Elna then went on to say quite frankly that Worden’s family were “very much prejudiced against me but why I do not know” When asked if the colonel had been engaged in business before his death, Elna replied that “Yes, Mr. Worden attended to business up to a short time of his death but he was very sickly and not strong at all. He did not have regular chills and fever but his blood at times was sluggish.” Still, according to Elna, Worden “attributed everything to malarial poisoning.”
The special examiner of Elna’s pension application (no. 487801) concluded that “It was rumored” that her and her husband “did not agree very well and had many differences and “ she “admits as much and also that the soldier left her in February 1898 and she never saw him afterwards. She declares however there was no divorce and it was not intended as a full or final separation.” She further stated that “she was not even notified he was sick and did not know of his death until she read it in the papers. This she claims was due to prejudice on the part of his relatives,” which presumably referred to his sister Clara. Elna was eventually granted a widow’s pension.
Funeral services were held on the morning of August 24 in Rockford. Fred was reportedly buried in Courtland cemetery (presumably in the family plot between his first wife Catharine and their child Leonnie), but no record of his interment is found.

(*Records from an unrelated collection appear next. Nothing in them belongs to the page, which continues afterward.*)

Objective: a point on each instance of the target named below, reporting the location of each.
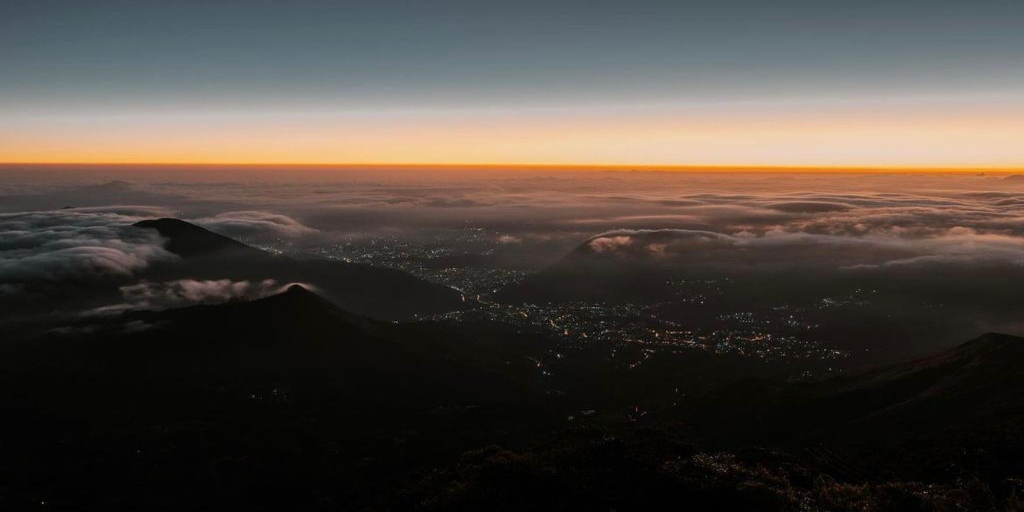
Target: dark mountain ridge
(377, 292)
(975, 387)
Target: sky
(734, 83)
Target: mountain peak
(297, 289)
(187, 240)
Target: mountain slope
(283, 402)
(975, 387)
(382, 293)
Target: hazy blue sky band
(145, 53)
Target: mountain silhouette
(189, 241)
(382, 293)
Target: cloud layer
(76, 244)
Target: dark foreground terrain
(292, 402)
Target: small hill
(189, 241)
(366, 290)
(977, 386)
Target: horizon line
(541, 166)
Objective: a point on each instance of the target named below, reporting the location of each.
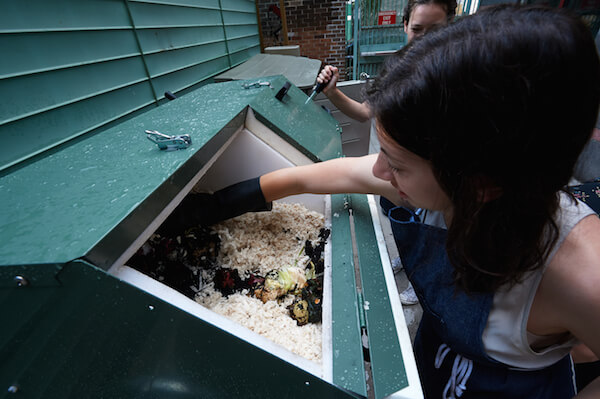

Nevertheless, after exhaustive research, Rockford historian Kathy Cornwell has deduced that Fred was in fact buried between Catharine and their little girl. Ms. Cornwell believes that since Fred died at his sister’s home, it was probable that his remains were entrusted to her for burial, and indeed, all of the contemporary reports of the time state flatly that Fred was in fact interred at Courtland cemetery. Ms. Cornwell also draws attention to the fact that a local genealogy compiled in the 1930s notes that along with Ananias and Harriet, eight of their twelve children are buried in Courtland.
“We know,” Mrs. Cornwell writes, “the four children who were buried elsewhere, and found seven markers for the other children. All the children except Fred were accounted for.”
On July 30, 1995, a group of interested parties gathered in Courtland cemetery for the dedication of veteran’s marker for Fred Worden. “I am sure,” stated Ms. Cornwell, “Fred would be pleased to be remembered at all, and especially in such a grand way -- even if it was nearly a century overdue.”